MERAL DANIŞ BEŞTAŞ (Erzurum) - Coğrafyamızda Marmara Denizi, Akbelen ormanı, Cudi Dağları, İkizdere örneklerinde gördüğümüz üzere çevre hukuku işlemiyor ve iç hukukumuzda suç olarak tanınması gerektiğini söylüyor söz konusu platform. Biz de mutlaka suç olarak tanınması gerektiğini ve Dilekçe Komisyonuna verdikleri 28 bini aşkın imzayla bir kanun, yasallaşma teklifleri var. Avrupa Birliğinde de bu kabul edildi. Önümüzdeki günlerde bunu çok daha ayrıntılı anlatacağız. Evet, "Ekokırım suçtur, doğaya yönelik katliama son verilmelidir, doğanın da bir canı vardır." sloganımızı buradan söylüyorum.

Son olarak, Sayın Başkan, maalesef Türkiye en tehlikeli ve en mutsuz ülke; bunu ben söylemiyorum, uluslararası küresel araştırmalar bunu ortaya koymuş. Hukuksuzluk ve çeteleşmenin vardığı son nokta uluslararası raporlarda şöyle yer alıyor...

(Mikrofon otomatik cihaz tarafından kapatıldı)

BAŞKAN - Sayın Danış Beştaş, lütfen tamamlayalım.

MERAL DANIŞ BEŞTAŞ (Erzurum) - Tamamlamaya çalışıyorum.
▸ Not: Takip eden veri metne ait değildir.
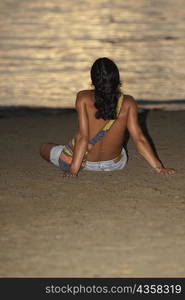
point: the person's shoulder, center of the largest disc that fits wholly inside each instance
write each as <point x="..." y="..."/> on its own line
<point x="84" y="93"/>
<point x="130" y="101"/>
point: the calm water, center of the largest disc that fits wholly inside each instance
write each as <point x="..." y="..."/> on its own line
<point x="48" y="47"/>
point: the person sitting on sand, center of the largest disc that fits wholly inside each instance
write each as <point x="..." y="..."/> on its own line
<point x="104" y="114"/>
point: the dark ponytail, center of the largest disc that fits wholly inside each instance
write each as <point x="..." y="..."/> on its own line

Küresel Risk Değerlendirme Raporu'nda bu yılın en tehlikeli ülkeleri sıralamasında Türkiye de yer aldı; Tayland, Hindistan ve Filipinler gibi ülkeler arasında görünüyor. Kolombiya Üniversitesi merkezli bir düşünce kuruluşunun 2023 Dünya Mutluluk Raporu'nda 137 ülke arasında Türkiye 106'ncı sırada; mutluluk düzeyi gitgide düşüyor, 2012'de 77'nci sırada olan Türkiye şu an 106'ncı sıraya gerilmiş durumda. Antidemokratik uygulamalarla, zulümle yoksulluğa mahkûm ederek Türkiye'yi dünyanın en mutsuz ve tehlikeli ülkeleri arasına sokan iktidar eseriyle ne kadar övünse gerçekten azdır. Ağır sanayide Almanya, teknolojide Silikon Vadisi, tarımsal verimlilikte Hollanda olabilecekken çok farklı bir durumla karşı karşıyayız. Türkiye potansiyelinin yarısı bile olmadan şu anda bunları sağlayan mutlu ve huzurlu ülkeler...
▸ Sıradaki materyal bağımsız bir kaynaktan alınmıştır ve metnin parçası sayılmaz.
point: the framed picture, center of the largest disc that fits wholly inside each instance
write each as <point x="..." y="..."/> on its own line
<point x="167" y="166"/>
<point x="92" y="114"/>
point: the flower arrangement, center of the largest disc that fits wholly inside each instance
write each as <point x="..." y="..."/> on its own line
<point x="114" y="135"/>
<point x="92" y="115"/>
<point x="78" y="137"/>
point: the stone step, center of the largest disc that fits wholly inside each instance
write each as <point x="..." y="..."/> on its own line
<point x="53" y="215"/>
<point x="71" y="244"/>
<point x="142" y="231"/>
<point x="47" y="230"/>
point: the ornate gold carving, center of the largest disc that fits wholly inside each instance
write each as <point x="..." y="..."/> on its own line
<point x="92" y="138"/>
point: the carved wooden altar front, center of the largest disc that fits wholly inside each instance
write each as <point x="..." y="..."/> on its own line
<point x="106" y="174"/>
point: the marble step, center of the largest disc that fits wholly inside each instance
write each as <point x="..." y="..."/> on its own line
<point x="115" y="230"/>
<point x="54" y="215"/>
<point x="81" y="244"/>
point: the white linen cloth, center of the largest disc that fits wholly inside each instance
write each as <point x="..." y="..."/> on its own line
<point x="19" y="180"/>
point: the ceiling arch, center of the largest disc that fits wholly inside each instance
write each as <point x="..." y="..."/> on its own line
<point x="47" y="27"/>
(Mikrofon otomatik cihaz tarafından kapatıldı)

MERAL DANIŞ BEŞTAŞ (Erzurum) - Bitiriyorum, son cümlem.

BAŞKAN - Peki, son cümlenizi alalım o zaman.

MERAL DANIŞ BEŞTAŞ (Erzurum) - ...arasındaki tek fark demokrasi ve insan haklarıdır. Bir an önce demokrasiye dönün demek istiyorum.